Modern graphics cards (GPUs) can crack passwords at a MUCH faster rate than a computer processor (CPU) can. I recently upgraded to an ATI 7950 3GB model ($230 at Newegg) and I’m able to crack passwords on a TrueCrypt container created with default settings at a rate of 77,000 guesses per second. That sounds like a lot and it’s great for wordlists (I can go through the entire 14,000,000 word rockyou list in under three minutes) but when you start crunching the numbers on a brute forcing attempt you’ll quickly become discouraged.

If standard wordlists don’t crack the password there could be multiple causes. The user could have changed the default settings when creating the container or could have used a password not in your word lists. You could try generating custom wordlists or using your wordlists with different encryption options.

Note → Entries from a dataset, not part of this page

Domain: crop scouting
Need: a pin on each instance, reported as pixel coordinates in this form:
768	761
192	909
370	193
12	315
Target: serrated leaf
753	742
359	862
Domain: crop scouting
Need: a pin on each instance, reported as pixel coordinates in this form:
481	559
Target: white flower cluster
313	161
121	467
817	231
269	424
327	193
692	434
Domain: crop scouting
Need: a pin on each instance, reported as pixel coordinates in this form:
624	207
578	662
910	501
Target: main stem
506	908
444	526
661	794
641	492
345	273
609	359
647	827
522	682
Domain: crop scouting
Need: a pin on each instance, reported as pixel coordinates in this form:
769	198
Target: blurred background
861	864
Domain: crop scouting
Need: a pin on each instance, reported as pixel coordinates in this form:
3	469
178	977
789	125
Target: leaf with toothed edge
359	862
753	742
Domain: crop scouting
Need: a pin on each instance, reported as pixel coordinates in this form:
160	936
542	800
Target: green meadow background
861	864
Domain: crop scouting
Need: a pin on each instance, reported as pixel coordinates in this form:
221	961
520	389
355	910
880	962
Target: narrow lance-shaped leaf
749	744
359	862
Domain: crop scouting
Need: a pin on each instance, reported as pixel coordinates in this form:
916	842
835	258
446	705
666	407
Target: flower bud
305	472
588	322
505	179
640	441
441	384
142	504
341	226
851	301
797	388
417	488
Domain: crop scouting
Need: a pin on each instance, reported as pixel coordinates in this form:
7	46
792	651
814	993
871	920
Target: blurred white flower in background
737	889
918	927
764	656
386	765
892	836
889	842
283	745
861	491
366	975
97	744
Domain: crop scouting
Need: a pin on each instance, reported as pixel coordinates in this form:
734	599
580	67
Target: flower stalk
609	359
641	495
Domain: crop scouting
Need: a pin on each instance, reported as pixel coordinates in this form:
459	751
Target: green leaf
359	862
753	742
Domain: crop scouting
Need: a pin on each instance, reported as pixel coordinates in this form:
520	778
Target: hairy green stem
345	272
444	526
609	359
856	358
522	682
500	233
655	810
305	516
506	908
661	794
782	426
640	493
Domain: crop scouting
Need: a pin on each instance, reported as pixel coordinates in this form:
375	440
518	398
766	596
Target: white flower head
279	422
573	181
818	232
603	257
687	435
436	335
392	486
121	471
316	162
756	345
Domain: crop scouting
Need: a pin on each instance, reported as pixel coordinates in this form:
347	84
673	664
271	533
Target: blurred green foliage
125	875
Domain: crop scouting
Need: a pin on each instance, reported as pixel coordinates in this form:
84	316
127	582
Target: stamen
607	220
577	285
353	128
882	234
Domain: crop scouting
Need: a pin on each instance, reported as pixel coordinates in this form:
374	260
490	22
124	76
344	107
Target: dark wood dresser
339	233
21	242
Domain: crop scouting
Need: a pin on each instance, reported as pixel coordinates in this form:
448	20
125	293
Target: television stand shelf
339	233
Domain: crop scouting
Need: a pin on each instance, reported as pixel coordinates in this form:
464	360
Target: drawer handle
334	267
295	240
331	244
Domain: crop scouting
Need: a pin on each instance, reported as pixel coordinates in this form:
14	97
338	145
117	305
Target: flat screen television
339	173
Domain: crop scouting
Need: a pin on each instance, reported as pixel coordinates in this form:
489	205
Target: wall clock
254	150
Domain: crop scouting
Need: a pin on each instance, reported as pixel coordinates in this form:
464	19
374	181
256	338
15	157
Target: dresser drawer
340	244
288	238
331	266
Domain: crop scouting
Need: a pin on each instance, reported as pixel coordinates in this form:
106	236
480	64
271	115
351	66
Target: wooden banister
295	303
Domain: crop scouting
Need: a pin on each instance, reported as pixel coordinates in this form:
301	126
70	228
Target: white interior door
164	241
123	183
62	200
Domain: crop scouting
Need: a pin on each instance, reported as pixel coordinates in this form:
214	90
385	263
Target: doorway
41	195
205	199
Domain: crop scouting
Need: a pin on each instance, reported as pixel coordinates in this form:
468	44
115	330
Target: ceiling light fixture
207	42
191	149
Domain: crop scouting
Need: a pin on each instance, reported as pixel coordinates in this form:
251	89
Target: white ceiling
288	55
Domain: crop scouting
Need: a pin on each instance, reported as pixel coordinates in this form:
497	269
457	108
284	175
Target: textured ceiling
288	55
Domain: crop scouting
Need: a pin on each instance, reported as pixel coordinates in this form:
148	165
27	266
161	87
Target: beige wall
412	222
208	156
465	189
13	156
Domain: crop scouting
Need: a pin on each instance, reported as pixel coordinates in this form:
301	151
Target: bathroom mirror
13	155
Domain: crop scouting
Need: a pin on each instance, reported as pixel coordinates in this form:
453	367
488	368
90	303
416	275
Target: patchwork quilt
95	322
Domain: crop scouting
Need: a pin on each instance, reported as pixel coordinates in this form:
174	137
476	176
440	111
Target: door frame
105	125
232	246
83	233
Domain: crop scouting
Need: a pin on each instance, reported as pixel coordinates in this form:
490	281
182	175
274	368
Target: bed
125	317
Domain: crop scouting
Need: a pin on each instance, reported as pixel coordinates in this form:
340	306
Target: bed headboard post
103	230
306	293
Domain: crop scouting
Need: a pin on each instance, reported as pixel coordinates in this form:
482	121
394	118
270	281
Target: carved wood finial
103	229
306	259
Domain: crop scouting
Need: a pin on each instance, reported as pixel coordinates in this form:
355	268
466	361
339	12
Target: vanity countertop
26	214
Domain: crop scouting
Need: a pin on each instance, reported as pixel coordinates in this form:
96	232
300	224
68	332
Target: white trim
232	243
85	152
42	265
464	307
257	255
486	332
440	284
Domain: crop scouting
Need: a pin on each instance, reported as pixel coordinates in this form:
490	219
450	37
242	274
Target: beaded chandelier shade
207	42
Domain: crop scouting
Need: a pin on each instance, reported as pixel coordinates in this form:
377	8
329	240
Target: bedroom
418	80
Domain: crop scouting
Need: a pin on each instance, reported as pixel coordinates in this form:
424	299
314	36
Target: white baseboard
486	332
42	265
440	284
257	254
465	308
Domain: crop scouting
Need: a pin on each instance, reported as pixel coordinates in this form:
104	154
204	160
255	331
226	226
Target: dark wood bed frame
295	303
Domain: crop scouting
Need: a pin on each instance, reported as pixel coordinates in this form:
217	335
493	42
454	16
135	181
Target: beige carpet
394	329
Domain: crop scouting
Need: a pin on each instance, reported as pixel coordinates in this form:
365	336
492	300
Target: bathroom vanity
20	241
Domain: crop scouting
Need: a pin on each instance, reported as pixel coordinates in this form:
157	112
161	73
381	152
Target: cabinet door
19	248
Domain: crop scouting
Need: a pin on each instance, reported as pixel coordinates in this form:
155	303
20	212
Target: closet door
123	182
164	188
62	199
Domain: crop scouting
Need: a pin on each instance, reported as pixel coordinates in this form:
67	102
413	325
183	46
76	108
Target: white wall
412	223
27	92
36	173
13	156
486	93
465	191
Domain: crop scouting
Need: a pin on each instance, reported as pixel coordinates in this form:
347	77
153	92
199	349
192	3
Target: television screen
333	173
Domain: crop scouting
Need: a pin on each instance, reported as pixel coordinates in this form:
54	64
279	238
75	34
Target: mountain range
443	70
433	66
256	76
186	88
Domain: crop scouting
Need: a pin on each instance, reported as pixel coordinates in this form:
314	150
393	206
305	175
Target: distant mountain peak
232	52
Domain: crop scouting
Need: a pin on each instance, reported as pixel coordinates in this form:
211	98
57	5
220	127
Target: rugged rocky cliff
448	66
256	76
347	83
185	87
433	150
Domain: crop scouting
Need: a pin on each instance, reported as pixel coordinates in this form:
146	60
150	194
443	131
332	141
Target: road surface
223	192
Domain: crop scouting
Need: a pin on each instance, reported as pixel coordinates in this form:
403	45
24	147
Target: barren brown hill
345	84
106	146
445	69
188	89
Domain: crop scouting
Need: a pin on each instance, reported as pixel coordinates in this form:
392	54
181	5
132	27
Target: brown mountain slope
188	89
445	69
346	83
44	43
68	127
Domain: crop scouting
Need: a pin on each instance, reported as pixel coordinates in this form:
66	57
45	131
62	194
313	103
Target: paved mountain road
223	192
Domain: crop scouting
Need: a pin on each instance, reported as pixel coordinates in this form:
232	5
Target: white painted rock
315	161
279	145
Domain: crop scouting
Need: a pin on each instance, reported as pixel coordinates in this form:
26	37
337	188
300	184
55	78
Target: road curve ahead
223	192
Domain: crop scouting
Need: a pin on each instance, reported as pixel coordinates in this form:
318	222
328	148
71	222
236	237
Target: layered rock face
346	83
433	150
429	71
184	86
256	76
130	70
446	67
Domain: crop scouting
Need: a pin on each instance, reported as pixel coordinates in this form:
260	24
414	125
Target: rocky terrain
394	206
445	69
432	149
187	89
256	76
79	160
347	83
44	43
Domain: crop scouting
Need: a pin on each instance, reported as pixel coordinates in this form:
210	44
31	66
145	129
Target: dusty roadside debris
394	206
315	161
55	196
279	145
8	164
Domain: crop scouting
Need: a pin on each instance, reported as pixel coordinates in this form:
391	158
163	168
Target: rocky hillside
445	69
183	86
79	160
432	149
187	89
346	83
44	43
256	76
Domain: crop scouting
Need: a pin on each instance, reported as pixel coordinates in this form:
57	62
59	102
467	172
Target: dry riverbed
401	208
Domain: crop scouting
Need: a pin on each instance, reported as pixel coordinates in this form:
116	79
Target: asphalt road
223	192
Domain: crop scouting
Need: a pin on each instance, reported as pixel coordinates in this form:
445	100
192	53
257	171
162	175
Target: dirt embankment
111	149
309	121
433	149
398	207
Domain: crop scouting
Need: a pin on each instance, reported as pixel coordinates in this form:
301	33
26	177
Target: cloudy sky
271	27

I threw one of the TrueCrypt containers TCHunt found at oclHashcat to try to crack the password. oclHashcat has multiple TrueCrypt encryption options but I tried the default RipeMD160 and AES option first.

hashcat1

It turns out that the password (123mango) was in the rockyou wordlist I was using so the password was cracked in under a minute.

hashcat2

 

 

 

 

 

 

I can’t overstate the value of having some good wordlists for times like these. Brute forcing a password 8 characters or longer is a road nobody wants to go down.

I’ve been using john the ripper for a few years but am just now starting to seriously delve into GPU password cracking so I’d love to hear any tips, techniques or stories you have on these topics.